Si l’agressivité et la compétitivité sont beaucoup encouragées chez les petits garçons, elles sont aussi durement réprimées. l’enfant se retrouve ainsi dans un système de double bind. Aux USA le nombre de garçons traitées avec de la ritaline est bien supérieur à celui des filles. En France on punit beaucoup plus les garçons en invoquant d’ailleurs parfois la naturalitéde leur comportement.

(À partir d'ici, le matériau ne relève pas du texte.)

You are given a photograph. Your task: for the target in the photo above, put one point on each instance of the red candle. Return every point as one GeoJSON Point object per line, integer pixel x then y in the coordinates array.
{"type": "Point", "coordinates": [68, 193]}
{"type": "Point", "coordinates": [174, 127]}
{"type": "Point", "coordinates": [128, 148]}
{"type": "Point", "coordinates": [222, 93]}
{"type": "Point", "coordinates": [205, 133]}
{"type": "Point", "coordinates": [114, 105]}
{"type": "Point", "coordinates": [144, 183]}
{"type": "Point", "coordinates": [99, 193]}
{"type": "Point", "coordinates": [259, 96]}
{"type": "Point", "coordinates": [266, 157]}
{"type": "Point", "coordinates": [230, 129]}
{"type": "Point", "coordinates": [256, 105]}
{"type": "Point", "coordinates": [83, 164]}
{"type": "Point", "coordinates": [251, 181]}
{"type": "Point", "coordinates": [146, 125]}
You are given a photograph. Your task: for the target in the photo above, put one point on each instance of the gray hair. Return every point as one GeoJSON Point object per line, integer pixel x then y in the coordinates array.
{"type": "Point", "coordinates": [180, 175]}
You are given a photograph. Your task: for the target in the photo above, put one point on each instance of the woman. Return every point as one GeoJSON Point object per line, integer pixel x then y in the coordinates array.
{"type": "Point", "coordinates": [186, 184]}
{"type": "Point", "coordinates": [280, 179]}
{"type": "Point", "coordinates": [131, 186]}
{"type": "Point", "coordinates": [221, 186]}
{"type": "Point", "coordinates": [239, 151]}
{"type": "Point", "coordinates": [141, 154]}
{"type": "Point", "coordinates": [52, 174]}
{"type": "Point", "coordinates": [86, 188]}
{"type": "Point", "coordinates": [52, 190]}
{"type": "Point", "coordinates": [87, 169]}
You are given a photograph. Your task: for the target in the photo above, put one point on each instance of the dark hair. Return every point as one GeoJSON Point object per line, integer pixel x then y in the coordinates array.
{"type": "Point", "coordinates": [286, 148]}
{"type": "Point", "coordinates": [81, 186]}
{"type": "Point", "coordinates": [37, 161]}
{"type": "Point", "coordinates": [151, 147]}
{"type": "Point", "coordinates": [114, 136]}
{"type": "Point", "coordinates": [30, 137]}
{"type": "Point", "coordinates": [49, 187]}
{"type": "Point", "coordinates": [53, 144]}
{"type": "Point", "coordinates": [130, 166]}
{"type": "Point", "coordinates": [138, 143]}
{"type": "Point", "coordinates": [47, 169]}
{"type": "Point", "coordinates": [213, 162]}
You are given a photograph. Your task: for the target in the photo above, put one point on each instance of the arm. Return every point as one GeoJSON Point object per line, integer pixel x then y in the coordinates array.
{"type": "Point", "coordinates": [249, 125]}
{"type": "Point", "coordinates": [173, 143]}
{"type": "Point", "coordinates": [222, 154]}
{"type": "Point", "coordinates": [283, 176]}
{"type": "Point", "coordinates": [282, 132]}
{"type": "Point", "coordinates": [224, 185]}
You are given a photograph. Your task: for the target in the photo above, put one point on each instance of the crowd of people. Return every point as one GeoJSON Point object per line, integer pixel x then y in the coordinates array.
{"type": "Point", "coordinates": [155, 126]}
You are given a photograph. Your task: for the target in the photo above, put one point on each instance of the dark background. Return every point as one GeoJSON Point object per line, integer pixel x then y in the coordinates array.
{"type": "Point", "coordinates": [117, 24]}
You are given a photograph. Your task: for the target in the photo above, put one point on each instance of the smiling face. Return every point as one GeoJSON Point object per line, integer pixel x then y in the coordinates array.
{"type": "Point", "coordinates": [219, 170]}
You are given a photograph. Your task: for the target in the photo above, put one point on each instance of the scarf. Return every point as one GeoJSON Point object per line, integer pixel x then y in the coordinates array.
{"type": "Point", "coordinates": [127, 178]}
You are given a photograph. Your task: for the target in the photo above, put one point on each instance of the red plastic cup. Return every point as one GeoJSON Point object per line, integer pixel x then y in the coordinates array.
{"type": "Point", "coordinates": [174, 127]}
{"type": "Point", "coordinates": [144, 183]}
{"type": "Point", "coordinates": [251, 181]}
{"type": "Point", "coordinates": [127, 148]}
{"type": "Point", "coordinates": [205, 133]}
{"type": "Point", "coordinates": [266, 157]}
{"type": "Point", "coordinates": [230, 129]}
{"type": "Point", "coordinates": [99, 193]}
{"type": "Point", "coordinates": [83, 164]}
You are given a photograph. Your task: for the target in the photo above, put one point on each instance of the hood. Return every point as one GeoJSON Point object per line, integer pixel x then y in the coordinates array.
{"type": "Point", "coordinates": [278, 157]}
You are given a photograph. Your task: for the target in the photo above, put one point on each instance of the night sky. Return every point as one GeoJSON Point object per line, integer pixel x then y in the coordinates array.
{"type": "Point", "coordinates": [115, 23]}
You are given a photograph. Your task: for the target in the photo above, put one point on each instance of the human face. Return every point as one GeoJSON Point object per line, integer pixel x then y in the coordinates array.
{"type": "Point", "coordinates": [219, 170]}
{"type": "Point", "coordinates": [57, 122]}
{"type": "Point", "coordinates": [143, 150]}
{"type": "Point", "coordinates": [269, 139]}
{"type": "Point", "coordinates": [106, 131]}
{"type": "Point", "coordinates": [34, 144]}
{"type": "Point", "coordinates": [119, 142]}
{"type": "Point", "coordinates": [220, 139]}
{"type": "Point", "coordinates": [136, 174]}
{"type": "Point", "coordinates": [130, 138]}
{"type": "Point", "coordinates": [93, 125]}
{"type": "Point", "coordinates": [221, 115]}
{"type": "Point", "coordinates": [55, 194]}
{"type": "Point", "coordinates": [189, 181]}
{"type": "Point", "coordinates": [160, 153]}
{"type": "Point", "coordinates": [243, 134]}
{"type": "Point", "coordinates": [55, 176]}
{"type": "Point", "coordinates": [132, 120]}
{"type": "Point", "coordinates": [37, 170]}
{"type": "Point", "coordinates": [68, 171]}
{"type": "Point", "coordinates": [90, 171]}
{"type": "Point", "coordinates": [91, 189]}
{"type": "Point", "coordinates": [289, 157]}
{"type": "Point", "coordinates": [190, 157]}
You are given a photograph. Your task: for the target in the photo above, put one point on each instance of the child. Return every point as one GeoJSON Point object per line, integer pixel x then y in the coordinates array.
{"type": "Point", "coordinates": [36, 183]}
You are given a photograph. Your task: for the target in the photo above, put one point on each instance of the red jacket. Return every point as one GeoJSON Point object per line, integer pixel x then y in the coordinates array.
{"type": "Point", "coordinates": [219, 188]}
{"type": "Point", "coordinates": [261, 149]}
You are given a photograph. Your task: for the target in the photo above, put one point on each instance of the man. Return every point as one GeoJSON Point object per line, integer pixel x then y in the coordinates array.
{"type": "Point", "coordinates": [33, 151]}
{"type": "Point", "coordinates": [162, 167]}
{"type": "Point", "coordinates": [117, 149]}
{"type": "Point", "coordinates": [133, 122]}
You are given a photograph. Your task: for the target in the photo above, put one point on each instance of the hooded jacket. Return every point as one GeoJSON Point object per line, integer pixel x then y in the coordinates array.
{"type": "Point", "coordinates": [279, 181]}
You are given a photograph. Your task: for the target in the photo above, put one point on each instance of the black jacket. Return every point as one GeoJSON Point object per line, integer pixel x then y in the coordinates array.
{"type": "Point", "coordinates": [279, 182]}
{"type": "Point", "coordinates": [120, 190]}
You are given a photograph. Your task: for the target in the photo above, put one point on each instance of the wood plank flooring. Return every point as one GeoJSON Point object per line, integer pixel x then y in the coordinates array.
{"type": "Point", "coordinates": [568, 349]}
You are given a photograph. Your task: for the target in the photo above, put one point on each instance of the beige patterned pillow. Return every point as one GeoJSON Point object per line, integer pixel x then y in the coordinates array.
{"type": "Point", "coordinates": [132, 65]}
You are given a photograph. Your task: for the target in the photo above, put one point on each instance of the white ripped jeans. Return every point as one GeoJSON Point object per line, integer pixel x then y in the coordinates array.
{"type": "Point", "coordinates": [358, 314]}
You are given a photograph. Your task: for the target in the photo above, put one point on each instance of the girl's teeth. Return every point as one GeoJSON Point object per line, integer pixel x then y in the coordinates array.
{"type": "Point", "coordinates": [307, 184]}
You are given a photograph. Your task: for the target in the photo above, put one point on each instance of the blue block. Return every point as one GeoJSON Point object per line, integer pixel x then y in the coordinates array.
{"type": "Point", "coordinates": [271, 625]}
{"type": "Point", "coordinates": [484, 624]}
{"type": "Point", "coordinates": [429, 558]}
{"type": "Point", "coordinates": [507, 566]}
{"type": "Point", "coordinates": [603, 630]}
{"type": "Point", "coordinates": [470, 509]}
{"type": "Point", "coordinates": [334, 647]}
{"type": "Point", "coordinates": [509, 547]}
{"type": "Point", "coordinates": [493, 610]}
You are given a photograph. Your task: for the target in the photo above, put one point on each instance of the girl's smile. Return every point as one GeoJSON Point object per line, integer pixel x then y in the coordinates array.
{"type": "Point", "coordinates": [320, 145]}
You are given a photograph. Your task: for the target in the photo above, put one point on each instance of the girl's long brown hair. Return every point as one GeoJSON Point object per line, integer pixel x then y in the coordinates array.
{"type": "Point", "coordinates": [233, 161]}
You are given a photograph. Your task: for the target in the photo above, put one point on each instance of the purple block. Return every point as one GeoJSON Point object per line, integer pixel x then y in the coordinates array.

Comme le souligne Daniel Welzer Lang; le garçon doit rentrer dans « la maison des hommes ». j’ai ainsi souvenir d’une mère disant à son fils de 4 ans qui était tombé et pleurait « ne pleure pas t’es pas une fille« . L’enfant était doublement humilié ; on lui niait le pouvoir des larmes pour se soulager, et on le ramenait à ce qu’il ne faut surtout pas être pour un homme ; une femme, une femelette, une fillette, un homme efféminé. C’est ce qui revient d’ailleurs dans l’enquête de Fisher Price ; les jouets dits de fille auraient le pouvoir magique de transformer de jeunes garçons en êtres efféminés.
Christophe Dejours montre les rituels existant encore dans certains corps de métier pour « être un homme » : « Est un homme véritablement viril celui qui est insensible à la souffrance, ne refuse jamais une tâche par peur, et inflige lui-même la souffrance ou la douleur à autrui. Celui qui déroge à cette loi est un gars qui n’en a pas, un «pédé» : l’insulte est toujours sexualisée. Ces comportements ne sont pas de simples manifestations stupides de virilité. Ce sont des dispositifs mis en place pour combattre la peur, des stratégies collectives de défense. »
Si les hommes sont en général instigateurs des violences physiques et sexuelles, ils sont également victimes de ces violences. Laurent Mucchielli montre que les deux tiers de victimes d’homicides sont des hommes (entre 85 et 90% des auteurs identifiés).
Pourtant cette violence est admise, tolérée, comprise comme faisant partie du chemin de vie d’un homme. celui qui s’en plaindrait, qui ne voudrait pas rentrer dans ce « jeu », qui refuserait le rôle social qu’on lui impose, serait vu comme … un non homme.